In the end, Quinn managed to pull his amendment, bitterly complaining about the language he had heard that day, but thanking Rep. Ott for his “good faith effort to reach out to me.” He seemed particularly incensed at Horne's implication that he and other flag supporters lacked the heart to appease the suffering of the nine Charleston victims. But the die was cast, and a clean bill finally passed overwhelmingly on its second reading at 11:55 p.m., and a third and final reading, by 94 to 20, 15 minutes after midnight, backed by the promise of a third vote on the Quinn-Ott bill to fund the war relic museum when the legislature reconvenes in the fall.

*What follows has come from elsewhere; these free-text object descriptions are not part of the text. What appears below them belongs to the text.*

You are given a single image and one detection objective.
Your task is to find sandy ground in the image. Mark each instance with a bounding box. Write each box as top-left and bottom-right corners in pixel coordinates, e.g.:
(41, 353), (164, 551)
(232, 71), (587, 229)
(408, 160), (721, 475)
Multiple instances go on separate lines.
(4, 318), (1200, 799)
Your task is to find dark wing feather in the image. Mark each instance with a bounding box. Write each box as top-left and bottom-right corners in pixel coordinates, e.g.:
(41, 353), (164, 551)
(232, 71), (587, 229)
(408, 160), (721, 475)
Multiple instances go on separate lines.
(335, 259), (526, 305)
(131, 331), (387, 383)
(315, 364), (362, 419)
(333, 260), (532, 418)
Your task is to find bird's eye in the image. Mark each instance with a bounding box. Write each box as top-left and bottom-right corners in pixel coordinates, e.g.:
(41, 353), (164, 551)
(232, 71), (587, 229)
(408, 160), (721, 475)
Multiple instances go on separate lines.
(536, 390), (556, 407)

On Friday, the flag came down, amid shouts and cries and songs and tears from the throngs of people who gathered on the Statehouse grounds. An honor guard carefully furled the flag – an honor to which the banner was not actually entitled, as it is neither an official national nor a state emblem, and indeed is a flag that was raised against the United States – and handed it to the chief curator of the Relic Room. Hours later, the pole where it hung was uprooted, too, amid shouts and camera snaps from those who remained on the grounds to see the historic removal through to the end.
The members of the Democratic Caucus praised the governor for reversing her position on the flag (which came in part at the urging of corporate interests including Volvo, but according to her staff, was also the result of personal soul searching after the Charleston massacre). And they pointed to a genuine coming together with members across the aisle, including Horne, Quinn and Paul Thurmond, son of the late arch-segregationist Dixiecrat Strom Thurmond, who became the first of many Democrats to exit the party and take over the onetime party of Lincoln in the South over the course of two generations.
The ironies of the fight had been many: as the descendants of Thurmond and Jefferson Davis fought to complete Robert E. Lee’s own call to furl the battle flag of the Confederacy, and members of the once-liberal Republican Party doubled down in support of it, mounting a 15-hour filibuster that was ultimately broken by the legislative machinations of the onetime party of slavery, and the descendants of the enslaved.